Riella wusste, dass kein Weg daran vorbeiführte, und hielt sich die Nase zu, wie sie es immer tat, da sie den Geruch anders nicht ertragen konnte. Ihre Mutter schüttete ihr die Medizin in den Rachen und hielt ihr dann den Mund zu. Riella schluckte gehorsam und blickte ihre Mutter an, als wollte sie sagen:
Bist du jetzt zufrieden?
Malia beantwortete die unausgesprochene Frage mit einer vagen Geste in Richtung der Tür, die besagte, dass Riella nun gehen könne, wenn sie es wünschte.
Einen Moment lang wollte sie ihre Tochter begleiten, die so abwesend schien, als hätte sie von den fernsten Monden zu ihr gesprochen.

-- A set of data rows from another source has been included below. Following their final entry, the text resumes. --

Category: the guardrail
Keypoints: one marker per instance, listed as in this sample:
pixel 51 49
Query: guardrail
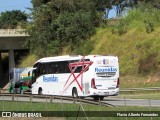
pixel 50 98
pixel 140 89
pixel 121 90
pixel 13 32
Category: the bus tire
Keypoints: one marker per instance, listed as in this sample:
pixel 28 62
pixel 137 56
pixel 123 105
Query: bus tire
pixel 74 93
pixel 40 91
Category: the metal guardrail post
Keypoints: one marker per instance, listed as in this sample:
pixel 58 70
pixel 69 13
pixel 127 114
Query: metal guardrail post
pixel 51 99
pixel 30 98
pixel 74 100
pixel 13 97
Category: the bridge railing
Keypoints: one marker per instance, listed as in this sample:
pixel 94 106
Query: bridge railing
pixel 13 32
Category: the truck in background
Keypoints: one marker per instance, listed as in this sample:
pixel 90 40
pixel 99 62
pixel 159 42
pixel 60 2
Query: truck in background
pixel 20 80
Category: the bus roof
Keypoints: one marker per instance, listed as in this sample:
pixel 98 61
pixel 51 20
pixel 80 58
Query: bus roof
pixel 69 57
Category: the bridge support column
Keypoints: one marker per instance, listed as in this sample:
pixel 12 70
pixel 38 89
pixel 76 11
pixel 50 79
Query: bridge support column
pixel 11 59
pixel 1 69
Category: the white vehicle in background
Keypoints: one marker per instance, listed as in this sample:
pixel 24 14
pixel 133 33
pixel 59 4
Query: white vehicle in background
pixel 96 76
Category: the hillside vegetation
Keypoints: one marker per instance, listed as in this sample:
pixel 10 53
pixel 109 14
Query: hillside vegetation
pixel 135 39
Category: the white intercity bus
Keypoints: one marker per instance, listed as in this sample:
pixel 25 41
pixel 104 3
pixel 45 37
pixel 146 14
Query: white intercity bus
pixel 96 76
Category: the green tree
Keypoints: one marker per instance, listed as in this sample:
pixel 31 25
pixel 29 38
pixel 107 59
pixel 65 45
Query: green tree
pixel 11 19
pixel 61 23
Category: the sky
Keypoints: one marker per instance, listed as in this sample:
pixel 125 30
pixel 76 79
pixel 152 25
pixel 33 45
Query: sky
pixel 9 5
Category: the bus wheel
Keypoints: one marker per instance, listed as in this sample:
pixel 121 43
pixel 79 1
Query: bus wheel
pixel 75 93
pixel 40 91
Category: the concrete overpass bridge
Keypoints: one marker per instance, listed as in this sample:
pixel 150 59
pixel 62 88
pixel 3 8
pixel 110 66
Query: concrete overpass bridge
pixel 10 41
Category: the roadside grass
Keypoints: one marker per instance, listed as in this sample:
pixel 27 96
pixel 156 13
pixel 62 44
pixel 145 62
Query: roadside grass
pixel 139 81
pixel 139 95
pixel 27 106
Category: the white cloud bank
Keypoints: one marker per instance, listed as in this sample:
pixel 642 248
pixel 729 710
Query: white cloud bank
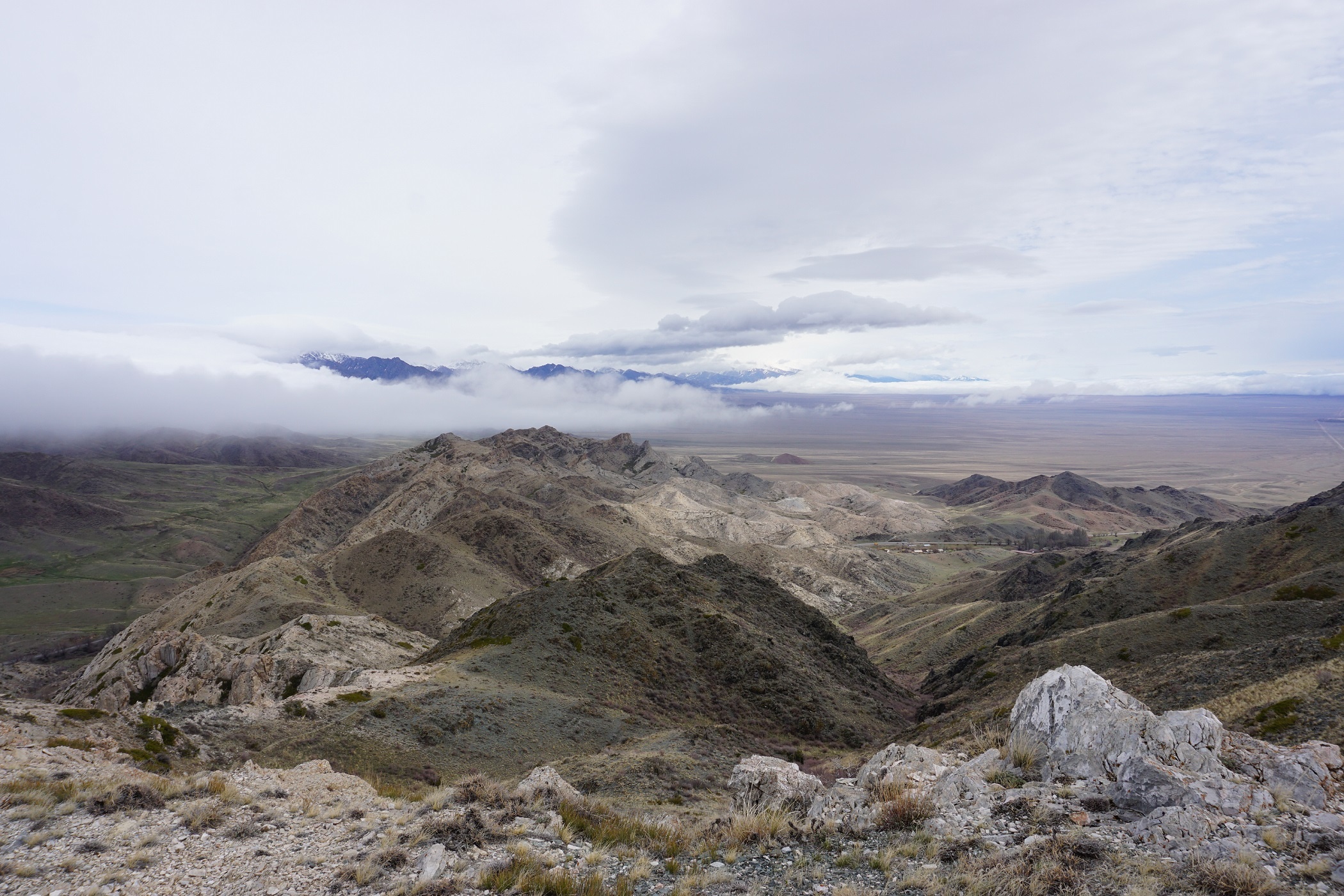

Sie wollte zu ihr gehen, sie fest an sich drücken, ihr alles sagen, was sie empfand, ihr erklären, wie gerne sie ihr helfen würde, aber wie wenig sie sich diese Aufgabe zutraute. Doch dann war der Moment vorbei, und Riella ging zur Tür hinaus. Malia blieb allein mit ihrer Verzweiflung und der Überzeugung zurück, dass sie einfach von der Aufgabe überfordert war, Riella aufzuziehen und mit ihren Träumen fertigzuwerden.
Sie hoffte nur, dass sie sie nicht würde töten müssen.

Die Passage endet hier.